Departamento de Análises Clínicas, Toxicológicas e Bromatológicas, DACTB, Faculdade de Ciências Farmacêuticas de Ribeirão Preto, Universidade de São Paulo (USP), Ribeirão Preto, São Paulo, Brazil.
Laboratório de Farmacologia, DEPCH, Escola de Enfermagem de Ribeirão Preto, Universidade de São Paulo (USP), Ribeirão Preto, São Paulo, Brazil.
Can J Physiol Pharmacol. 2021 Aug;99(8):795-802. doi: 10.1139/cjpp-2020-0473. Epub 2020 Dec 9.

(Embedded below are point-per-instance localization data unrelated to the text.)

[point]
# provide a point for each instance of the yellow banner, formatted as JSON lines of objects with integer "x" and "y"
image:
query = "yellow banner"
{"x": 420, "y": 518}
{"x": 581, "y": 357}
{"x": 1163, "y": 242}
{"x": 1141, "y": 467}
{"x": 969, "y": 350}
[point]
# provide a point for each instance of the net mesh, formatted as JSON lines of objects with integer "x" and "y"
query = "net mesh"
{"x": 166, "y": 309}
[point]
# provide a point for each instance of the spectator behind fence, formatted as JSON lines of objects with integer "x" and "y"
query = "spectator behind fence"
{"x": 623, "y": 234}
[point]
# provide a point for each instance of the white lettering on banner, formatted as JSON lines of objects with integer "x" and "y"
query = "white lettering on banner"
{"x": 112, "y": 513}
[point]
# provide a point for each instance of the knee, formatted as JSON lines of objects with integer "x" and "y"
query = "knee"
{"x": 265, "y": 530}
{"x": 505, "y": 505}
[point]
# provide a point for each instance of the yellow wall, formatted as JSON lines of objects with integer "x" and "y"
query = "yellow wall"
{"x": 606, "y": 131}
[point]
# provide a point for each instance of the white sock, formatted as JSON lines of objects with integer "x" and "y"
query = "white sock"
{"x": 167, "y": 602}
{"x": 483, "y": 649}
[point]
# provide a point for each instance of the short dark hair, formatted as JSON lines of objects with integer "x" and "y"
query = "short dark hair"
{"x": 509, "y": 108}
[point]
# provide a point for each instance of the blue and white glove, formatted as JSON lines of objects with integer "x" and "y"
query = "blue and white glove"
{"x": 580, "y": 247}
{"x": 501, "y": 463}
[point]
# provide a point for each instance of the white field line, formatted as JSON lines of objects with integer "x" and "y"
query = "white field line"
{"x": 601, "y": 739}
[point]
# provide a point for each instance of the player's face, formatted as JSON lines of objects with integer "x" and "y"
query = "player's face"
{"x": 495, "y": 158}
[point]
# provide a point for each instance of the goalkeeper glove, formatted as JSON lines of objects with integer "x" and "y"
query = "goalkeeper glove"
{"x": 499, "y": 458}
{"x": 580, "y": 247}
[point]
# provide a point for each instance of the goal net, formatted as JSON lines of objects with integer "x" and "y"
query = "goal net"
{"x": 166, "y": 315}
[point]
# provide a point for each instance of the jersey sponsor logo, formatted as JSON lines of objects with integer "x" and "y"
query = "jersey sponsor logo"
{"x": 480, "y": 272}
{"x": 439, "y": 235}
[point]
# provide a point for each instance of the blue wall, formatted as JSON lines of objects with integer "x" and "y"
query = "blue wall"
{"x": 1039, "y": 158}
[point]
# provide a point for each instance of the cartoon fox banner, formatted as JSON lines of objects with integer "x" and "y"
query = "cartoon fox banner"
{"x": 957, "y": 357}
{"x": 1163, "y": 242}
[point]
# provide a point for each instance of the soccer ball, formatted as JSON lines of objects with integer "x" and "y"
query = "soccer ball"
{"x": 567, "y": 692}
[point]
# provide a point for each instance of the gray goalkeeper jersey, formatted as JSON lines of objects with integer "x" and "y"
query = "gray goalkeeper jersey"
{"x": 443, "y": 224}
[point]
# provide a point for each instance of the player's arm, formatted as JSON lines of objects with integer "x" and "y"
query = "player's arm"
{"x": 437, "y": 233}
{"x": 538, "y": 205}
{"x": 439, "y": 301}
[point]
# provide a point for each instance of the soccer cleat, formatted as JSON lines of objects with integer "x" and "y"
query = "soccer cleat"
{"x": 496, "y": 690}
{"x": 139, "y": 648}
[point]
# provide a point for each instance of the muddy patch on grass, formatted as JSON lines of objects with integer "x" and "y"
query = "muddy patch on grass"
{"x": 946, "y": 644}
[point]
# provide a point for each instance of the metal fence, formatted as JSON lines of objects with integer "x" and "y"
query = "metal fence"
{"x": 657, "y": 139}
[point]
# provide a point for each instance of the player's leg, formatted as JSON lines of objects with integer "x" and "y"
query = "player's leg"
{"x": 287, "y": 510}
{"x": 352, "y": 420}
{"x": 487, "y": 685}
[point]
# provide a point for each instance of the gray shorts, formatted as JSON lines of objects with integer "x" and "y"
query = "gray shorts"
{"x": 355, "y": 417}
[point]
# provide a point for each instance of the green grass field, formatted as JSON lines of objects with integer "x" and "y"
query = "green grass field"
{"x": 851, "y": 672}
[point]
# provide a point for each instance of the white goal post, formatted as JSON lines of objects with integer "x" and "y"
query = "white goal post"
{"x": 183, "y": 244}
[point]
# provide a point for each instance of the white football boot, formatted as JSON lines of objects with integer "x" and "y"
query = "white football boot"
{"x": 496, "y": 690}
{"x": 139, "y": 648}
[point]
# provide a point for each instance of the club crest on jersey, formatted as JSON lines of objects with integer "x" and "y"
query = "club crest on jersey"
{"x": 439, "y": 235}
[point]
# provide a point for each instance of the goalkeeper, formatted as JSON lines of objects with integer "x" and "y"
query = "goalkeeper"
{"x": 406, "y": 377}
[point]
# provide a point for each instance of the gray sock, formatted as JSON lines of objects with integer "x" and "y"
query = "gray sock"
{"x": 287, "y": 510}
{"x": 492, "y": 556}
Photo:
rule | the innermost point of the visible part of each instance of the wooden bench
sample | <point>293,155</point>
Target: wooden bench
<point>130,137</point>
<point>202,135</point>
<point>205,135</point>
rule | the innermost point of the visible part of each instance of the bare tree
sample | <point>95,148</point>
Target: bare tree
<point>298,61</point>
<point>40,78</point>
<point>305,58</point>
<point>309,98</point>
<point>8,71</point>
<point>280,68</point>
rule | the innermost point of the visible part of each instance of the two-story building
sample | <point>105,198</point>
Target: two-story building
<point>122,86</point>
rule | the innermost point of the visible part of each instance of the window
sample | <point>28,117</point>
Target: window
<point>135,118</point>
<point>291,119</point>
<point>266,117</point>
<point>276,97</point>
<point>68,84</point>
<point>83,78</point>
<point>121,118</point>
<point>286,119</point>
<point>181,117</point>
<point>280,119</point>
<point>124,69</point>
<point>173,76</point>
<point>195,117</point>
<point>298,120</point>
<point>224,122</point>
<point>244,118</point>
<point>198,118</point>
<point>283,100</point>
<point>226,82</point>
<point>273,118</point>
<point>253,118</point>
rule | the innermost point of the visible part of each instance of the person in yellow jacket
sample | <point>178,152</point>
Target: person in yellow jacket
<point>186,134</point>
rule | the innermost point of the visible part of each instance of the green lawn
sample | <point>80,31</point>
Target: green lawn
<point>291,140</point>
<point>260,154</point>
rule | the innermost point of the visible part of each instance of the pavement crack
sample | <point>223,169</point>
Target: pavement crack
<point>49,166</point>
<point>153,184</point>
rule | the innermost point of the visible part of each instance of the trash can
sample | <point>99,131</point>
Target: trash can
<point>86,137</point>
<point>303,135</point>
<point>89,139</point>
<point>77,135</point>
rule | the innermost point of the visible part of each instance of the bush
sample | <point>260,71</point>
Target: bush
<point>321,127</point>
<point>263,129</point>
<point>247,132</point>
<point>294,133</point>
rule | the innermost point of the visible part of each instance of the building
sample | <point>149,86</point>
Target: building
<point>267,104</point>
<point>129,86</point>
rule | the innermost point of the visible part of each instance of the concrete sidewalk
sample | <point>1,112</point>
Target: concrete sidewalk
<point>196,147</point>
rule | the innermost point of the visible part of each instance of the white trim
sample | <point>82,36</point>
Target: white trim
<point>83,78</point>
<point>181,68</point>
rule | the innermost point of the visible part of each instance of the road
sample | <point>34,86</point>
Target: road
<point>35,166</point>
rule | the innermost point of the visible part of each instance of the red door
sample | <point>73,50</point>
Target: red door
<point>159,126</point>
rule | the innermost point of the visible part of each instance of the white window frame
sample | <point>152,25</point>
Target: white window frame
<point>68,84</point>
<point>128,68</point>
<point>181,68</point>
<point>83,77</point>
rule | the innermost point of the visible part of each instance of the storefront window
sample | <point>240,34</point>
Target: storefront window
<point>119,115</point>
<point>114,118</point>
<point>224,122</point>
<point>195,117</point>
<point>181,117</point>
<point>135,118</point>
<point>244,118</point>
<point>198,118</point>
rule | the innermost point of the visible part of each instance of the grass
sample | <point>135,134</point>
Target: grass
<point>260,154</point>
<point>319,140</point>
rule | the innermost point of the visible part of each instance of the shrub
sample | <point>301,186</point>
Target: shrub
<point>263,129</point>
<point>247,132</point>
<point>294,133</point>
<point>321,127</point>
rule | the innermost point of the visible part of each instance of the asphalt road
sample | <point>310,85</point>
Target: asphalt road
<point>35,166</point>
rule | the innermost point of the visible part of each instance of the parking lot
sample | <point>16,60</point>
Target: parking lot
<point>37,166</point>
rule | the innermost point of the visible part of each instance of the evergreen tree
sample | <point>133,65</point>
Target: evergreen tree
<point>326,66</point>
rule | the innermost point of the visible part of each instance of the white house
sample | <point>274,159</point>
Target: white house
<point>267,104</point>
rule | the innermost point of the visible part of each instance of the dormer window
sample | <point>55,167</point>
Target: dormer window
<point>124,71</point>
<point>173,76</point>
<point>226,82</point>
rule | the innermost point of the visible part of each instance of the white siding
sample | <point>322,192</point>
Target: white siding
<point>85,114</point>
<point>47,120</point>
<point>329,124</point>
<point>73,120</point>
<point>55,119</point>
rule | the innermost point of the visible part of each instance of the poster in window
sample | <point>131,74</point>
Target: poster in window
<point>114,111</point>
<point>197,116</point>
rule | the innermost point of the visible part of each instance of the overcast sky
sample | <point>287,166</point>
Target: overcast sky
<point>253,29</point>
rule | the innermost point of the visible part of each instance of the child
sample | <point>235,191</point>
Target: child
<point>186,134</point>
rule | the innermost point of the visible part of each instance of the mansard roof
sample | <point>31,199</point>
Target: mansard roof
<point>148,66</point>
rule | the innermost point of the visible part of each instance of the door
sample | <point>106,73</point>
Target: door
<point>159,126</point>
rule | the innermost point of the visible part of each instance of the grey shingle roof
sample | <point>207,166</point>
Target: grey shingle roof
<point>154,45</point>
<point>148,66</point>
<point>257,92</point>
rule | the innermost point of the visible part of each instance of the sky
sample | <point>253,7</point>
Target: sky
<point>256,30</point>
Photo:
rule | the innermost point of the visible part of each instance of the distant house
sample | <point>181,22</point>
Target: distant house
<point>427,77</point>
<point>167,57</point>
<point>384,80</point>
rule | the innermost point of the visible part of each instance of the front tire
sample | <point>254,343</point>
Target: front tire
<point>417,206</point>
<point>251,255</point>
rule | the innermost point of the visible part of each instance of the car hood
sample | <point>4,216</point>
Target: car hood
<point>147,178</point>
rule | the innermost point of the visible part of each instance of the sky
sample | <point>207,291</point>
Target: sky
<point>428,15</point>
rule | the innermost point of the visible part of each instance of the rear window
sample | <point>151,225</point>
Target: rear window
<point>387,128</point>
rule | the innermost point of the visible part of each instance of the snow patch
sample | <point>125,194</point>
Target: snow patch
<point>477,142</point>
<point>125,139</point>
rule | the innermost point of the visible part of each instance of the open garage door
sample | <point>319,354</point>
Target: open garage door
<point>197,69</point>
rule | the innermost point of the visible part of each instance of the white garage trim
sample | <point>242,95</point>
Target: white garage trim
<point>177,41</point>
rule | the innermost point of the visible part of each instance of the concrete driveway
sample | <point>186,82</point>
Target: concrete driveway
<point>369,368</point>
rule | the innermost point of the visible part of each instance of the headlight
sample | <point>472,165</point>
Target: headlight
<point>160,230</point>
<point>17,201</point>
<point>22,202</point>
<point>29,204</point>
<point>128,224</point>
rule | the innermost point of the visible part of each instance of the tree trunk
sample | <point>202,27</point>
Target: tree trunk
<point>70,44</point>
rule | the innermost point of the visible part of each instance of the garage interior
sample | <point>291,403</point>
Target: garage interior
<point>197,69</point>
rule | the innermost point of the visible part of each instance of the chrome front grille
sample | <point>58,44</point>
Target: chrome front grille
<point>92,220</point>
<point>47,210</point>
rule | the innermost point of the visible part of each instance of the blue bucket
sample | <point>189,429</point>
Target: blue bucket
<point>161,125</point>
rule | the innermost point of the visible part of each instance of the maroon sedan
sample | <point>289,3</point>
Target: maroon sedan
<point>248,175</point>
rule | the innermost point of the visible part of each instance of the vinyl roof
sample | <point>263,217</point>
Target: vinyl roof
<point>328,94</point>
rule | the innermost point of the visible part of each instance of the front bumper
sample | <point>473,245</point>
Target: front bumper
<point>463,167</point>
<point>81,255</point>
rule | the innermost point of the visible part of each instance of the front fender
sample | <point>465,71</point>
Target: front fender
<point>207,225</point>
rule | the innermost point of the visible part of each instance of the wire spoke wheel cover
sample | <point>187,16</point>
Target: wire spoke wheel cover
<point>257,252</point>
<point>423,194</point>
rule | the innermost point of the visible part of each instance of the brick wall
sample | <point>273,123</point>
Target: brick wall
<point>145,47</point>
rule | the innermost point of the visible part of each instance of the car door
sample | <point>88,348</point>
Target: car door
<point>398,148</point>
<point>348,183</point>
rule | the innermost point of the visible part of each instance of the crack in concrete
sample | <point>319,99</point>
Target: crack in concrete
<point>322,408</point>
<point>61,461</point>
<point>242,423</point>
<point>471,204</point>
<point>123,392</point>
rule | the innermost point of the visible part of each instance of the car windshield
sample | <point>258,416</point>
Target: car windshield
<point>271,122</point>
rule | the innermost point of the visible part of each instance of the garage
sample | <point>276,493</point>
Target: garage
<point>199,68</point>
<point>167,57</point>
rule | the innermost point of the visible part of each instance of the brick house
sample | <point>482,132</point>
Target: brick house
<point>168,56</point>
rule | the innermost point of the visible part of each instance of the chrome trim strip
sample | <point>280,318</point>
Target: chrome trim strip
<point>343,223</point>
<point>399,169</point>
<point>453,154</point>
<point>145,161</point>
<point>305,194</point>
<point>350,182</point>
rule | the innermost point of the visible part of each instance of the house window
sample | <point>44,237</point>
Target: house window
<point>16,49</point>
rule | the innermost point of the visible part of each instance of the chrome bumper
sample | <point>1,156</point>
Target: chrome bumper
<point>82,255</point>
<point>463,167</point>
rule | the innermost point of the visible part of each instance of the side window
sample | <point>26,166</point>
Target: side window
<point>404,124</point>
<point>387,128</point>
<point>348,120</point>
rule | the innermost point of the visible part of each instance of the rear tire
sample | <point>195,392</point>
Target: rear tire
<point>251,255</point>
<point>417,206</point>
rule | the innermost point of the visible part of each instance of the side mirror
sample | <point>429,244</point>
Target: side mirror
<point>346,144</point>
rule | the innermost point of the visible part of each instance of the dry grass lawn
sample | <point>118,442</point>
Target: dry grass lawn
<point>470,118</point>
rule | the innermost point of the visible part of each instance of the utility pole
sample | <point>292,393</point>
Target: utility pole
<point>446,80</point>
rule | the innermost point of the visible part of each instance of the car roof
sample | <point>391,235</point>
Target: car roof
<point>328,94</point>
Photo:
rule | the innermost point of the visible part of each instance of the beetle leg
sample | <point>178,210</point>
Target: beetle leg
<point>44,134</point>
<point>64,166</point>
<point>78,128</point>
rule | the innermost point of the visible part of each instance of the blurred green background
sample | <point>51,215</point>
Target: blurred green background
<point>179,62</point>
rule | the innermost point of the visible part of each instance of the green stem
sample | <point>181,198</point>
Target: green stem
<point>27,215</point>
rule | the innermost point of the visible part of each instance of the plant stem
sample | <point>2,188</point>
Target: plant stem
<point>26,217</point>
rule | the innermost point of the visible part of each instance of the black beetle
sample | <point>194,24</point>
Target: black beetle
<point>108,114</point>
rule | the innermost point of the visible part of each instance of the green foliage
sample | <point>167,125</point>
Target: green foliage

Cardiac damage during the acute phase of Chagas disease (CD) is associated with an increase in pro-inflammatory markers and oxidative stress. Melatonin (MEL) has emerged as a promising therapy for CD due to its antioxidant and immunomodulatory properties; however, the protective action of MEL in the cardiac tissue, as well as its direct action on the parasite cycle, is not fully understood. We investigated the effects of MEL on heart parasitism in mice infected with and also its effects on the parasitic proliferation in vitro. Our in vivo study showed that MEL reduced circulating parasitemia load, but did not control tissue (heart, liver, and spleen) parasitism in mice. MEL did not prevent the redox imbalance in the left ventricle of infected mice. Our in vitro findings showed that MEL did not inhibit parasites replication within cells, but rather increased their release from cells. MEL did not control parasitism load in the heart or prevent the cardiac redox imbalance induced by acute infection. The hormone controlled the circulating parasitic load, but within cells MEL accelerated parasitic release, a response that can be harmful.
恰加斯病(CD)急性期的心脏损伤与促炎标志物和氧化应激的增加有关。褪黑素(MEL)因其抗氧化和免疫调节特性而成为治疗 CD 的一种有前途的方法;然而,MEL 在心脏组织中的保护作用及其对寄生虫周期的直接作用尚不完全清楚。我们研究了 MEL 对感染 的小鼠心脏寄生虫感染的影响,以及它对寄生虫体外增殖的影响。我们的体内研究表明,MEL 降低了循环寄生虫载量,但不能控制感染小鼠的组织(心脏、肝脏和脾脏)寄生虫感染。MEL 没有预防感染小鼠左心室的氧化还原失衡。我们的体外研究结果表明,MEL 并没有抑制细胞内寄生虫的复制,而是增加了寄生虫从细胞中的释放。MEL 不能控制心脏中的寄生虫感染负荷,也不能预防急性 感染引起的心脏氧化还原失衡。该激素控制循环寄生虫载量,但在细胞内,MEL 加速寄生虫释放,这种反应可能有害。